Wednesday, February 23, 2011

On The Petty Academic

The worst symptom (and most pitiful victim) of contemporary academic specialization is the petty academic—the specialist who fails to see the limits of his own specialization. There are few sights so pathetic as the professor who thinks his political opinions “educated” simply because he has spent many years studying some academic subject (it matters not to him what subject) and a few hours a week watching cable television news programs, listening to the radio, or reading the paper. The former has taught him to believe that he is an elite whose opinion should be listened to, while the latter has furnished him with, if not his opinion itself, the shallow terms in which his opinion is framed.

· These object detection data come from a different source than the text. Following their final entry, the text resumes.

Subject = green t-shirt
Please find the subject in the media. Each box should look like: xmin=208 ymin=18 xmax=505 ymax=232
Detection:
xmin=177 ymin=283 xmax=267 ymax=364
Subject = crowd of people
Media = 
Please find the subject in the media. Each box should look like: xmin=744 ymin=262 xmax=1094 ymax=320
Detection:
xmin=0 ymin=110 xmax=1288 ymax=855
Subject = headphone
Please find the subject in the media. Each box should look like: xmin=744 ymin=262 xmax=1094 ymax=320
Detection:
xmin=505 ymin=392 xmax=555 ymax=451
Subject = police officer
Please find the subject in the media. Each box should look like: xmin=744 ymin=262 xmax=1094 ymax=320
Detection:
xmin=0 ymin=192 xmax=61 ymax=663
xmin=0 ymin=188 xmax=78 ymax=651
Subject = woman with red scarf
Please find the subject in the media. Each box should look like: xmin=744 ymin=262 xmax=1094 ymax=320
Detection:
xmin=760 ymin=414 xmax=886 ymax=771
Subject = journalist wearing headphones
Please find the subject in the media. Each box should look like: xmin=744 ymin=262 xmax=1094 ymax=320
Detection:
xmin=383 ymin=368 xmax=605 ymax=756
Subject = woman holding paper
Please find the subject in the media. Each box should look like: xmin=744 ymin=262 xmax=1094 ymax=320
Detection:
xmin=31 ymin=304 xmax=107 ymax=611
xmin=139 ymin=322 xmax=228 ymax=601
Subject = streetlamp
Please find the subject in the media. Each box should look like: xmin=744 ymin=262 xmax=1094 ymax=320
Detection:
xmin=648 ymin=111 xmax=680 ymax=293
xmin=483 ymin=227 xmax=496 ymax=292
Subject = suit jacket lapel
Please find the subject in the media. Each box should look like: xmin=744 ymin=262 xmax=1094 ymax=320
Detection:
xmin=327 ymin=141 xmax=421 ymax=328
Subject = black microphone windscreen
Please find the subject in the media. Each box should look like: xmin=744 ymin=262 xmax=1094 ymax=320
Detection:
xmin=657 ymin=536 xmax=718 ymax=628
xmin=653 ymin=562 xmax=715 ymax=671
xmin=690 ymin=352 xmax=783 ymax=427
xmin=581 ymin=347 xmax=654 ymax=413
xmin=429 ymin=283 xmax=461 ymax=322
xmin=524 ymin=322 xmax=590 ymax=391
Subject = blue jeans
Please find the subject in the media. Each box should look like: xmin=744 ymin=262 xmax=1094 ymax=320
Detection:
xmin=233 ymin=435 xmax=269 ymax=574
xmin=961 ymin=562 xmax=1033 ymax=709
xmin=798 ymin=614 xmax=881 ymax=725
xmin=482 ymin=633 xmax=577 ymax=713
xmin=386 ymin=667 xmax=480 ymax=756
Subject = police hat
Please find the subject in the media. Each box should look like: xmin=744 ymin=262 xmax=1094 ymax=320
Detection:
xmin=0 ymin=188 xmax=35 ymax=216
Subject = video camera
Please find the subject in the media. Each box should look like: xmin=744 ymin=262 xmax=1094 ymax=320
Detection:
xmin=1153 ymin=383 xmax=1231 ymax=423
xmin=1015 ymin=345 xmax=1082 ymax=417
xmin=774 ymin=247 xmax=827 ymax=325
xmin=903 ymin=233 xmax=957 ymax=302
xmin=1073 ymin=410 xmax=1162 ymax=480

The petty academic does not—perhaps cannot—engage in either serious thinking or honest conversation about politics. Serious thinking about political matters would require him to step beyond the rhetoric he has learned from CNN, MSNBC, Fox News, his blog of choice, or whatever supplier of contemporary political language (which so awkwardly manages to be at once uninteresting and exaggerated) he chooses. Honest conversation seems equally difficult for him. When among fellow ideological believers he knows only the smug mockery of them: the "other side," who are obviously wrong and are presumed either ignorant or irresponsible. While among those on the "other side," he is accustomed either to avoiding politics altogether (usually to his and everyone else's relief) or to a debate, in which his goal is to "win" by convincing a third party he is smarter (which, of course, he hopes they are foolish enough to think means he is right).

All this adds up to a rather sad sight—a man who would demand long, careful study to support the simplest claim made in his own academic discipline is all too willing to buy into the most foolish of popular political rhetoric. To see an educated man so easily excited by an Obama or a Bush, is as disgraceful as seeing such a man excited by a Britney Spears or a Justin Timberlake.